The application also includes plans for reducing elevation on the hilltop as well as plans for grading and drainage that would “move drainage away from the Woodsdale-Edgwood area.”
“The project will also benefit the economy through the creation of new jobs, an increased tax base, improvements to the (W.Va. 88) corridor, utility infrastructure improvements and overall improvement of the area and quality of life available to the region,” Hooper said.
GC&P Development spent “considerable time and resources” to investigate the feasibility of the project, including soliciting a geotechnical analysis by a natural resources firm. That analysis established that the site was stable and viable for development, according to the application.
The company’s plans were reviewed by West Virginia’s Division of Highways and Department of Environmental Protection, which in turn delivered favorable feasibility letters to the city.
Scatterday said the hilltop has a history of mining and has seen stability issues and slips in the past.
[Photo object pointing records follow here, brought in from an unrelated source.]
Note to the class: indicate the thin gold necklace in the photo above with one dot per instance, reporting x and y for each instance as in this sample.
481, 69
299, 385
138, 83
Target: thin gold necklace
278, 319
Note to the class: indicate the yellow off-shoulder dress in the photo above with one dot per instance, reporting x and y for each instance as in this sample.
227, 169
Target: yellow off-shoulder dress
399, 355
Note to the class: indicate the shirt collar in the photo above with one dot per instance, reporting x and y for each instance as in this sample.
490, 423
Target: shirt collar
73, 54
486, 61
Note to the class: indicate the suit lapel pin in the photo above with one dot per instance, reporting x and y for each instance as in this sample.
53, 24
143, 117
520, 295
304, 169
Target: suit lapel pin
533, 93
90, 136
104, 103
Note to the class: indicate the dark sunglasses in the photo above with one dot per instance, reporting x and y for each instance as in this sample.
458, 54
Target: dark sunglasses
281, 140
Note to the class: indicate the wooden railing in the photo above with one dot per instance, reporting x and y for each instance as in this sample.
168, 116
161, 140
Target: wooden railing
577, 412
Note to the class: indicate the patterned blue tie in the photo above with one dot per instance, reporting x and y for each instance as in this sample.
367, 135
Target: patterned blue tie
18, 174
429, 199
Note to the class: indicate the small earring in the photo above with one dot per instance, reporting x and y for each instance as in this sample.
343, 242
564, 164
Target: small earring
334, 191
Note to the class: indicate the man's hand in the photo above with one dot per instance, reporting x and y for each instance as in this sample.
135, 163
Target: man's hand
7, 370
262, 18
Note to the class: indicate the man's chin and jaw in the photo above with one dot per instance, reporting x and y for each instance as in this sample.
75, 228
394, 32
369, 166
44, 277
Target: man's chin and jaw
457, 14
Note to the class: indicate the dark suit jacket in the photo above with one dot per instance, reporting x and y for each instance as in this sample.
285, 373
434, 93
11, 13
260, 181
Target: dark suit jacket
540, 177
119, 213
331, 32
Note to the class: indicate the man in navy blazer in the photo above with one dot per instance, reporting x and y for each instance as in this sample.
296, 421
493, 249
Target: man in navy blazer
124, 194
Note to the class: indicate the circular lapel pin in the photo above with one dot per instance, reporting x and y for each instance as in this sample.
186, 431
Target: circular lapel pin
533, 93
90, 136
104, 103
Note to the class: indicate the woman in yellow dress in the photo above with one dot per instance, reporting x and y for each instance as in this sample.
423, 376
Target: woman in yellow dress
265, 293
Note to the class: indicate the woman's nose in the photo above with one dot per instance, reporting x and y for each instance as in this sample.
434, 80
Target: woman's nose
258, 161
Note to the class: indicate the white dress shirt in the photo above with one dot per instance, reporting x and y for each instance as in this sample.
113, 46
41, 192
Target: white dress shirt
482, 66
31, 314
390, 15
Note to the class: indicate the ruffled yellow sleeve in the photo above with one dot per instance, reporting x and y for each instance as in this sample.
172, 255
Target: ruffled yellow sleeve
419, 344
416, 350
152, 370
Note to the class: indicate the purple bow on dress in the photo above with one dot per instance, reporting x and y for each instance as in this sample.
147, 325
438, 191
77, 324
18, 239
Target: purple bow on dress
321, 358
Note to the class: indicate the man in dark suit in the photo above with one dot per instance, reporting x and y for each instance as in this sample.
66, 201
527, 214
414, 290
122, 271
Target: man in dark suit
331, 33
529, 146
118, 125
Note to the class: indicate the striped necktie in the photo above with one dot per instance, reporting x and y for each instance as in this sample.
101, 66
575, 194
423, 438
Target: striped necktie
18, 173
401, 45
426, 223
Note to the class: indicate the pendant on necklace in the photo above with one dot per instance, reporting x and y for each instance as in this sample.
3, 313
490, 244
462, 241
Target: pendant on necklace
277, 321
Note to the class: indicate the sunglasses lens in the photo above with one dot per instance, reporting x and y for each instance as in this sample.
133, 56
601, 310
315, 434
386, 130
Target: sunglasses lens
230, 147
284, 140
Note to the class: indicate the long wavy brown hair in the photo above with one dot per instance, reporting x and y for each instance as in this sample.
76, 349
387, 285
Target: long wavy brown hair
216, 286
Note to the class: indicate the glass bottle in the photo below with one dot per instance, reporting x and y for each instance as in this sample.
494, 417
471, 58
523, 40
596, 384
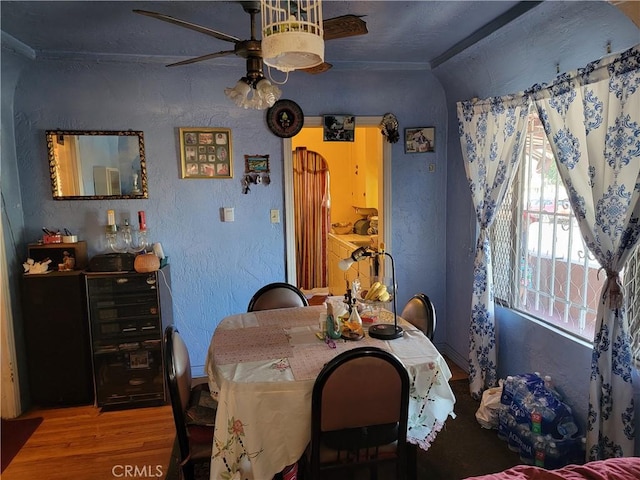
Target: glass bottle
355, 322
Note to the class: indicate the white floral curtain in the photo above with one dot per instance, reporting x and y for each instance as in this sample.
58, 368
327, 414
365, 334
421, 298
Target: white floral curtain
592, 120
492, 134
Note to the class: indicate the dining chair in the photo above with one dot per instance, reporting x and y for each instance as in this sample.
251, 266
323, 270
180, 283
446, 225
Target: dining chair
193, 408
277, 295
420, 312
359, 414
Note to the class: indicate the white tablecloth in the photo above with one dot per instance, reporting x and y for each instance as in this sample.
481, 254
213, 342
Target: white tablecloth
263, 366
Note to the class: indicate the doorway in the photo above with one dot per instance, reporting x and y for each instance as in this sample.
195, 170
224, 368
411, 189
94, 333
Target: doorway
383, 184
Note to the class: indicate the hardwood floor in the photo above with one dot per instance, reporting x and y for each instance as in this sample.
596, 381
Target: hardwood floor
85, 443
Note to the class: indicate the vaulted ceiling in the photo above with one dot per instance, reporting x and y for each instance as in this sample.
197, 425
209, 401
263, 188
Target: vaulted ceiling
402, 35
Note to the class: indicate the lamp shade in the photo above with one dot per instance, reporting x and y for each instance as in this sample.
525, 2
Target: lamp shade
292, 34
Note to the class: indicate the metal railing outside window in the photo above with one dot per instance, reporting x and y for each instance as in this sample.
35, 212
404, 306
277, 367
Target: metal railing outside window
541, 265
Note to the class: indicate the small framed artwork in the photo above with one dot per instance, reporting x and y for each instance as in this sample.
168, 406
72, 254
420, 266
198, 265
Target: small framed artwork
419, 140
205, 152
256, 164
339, 128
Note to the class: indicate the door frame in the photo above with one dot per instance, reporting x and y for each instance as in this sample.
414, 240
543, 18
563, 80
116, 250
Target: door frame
384, 179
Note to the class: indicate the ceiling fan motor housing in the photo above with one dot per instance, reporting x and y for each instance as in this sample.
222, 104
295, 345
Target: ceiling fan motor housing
289, 51
292, 34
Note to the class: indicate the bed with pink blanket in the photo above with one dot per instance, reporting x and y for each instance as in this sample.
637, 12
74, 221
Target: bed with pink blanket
624, 468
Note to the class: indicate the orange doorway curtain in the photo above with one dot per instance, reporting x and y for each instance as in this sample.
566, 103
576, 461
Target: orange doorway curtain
312, 206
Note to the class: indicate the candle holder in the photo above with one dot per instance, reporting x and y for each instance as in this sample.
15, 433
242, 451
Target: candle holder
125, 239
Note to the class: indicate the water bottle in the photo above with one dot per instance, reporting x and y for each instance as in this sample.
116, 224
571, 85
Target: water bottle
540, 448
536, 422
513, 437
550, 387
552, 457
527, 452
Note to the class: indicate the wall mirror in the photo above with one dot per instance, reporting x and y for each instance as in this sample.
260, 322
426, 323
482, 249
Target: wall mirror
86, 165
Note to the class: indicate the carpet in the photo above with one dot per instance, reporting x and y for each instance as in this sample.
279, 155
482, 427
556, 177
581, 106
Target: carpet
463, 448
14, 435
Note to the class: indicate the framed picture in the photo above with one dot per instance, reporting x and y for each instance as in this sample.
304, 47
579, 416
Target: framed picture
256, 164
205, 152
419, 140
339, 128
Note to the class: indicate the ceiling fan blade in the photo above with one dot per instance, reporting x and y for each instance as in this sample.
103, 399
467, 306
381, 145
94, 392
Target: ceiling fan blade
202, 58
344, 26
323, 67
189, 25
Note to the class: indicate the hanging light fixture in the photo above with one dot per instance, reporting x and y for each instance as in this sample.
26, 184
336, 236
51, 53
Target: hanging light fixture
292, 34
254, 90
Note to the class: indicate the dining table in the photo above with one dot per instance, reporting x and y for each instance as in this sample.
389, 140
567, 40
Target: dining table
261, 368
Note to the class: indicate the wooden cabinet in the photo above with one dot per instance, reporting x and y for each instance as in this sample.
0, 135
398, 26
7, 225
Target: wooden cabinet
56, 333
128, 313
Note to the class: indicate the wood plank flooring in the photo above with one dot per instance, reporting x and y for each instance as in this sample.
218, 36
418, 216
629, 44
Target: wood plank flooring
84, 443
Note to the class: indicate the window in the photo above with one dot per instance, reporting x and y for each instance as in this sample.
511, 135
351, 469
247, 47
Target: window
541, 265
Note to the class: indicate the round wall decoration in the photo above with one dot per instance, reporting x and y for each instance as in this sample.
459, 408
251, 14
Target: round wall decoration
285, 119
Changing the area’s topography would impact how water flows through the site and could create safety problems, she said.
However, Scatterday said she’s pleased that the company’s plans are now being made public.
“I’m glad the developer came forward. All everybody was asking for six years was transparency and information,” she said. “They weren’t willing to do that up until now. At least there can be a fair hearing of what’s being proposed and a fair evaluation.”
Hooper said construction activity at the site in recent years was undertaken to improve the accessibility of the area for conducting feasibility studies. Such activities were done with supervision and permitting of state and local agencies, he said.
“Change is inevitable, sometimes good and sometimes bad,” Hooper wrote in the application. “The development provides positive change that is mutually beneficial. Approval of the development as requested will go a long way toward assisting Wheeling in promotion of the assets of the area and in its evolution into a more modern, attractive and sustainable community.”
Application documents are available on Wheeling’s website at wheelingwv.gov/special–area–plan, and three dimensional renderings of the proposed development can be viewed at gcp-dev.com.
The Planning Commission meets at 5 p.m. Monday in City Council’s chambers on the first floor of the City-County Building, 1500 Chapline St.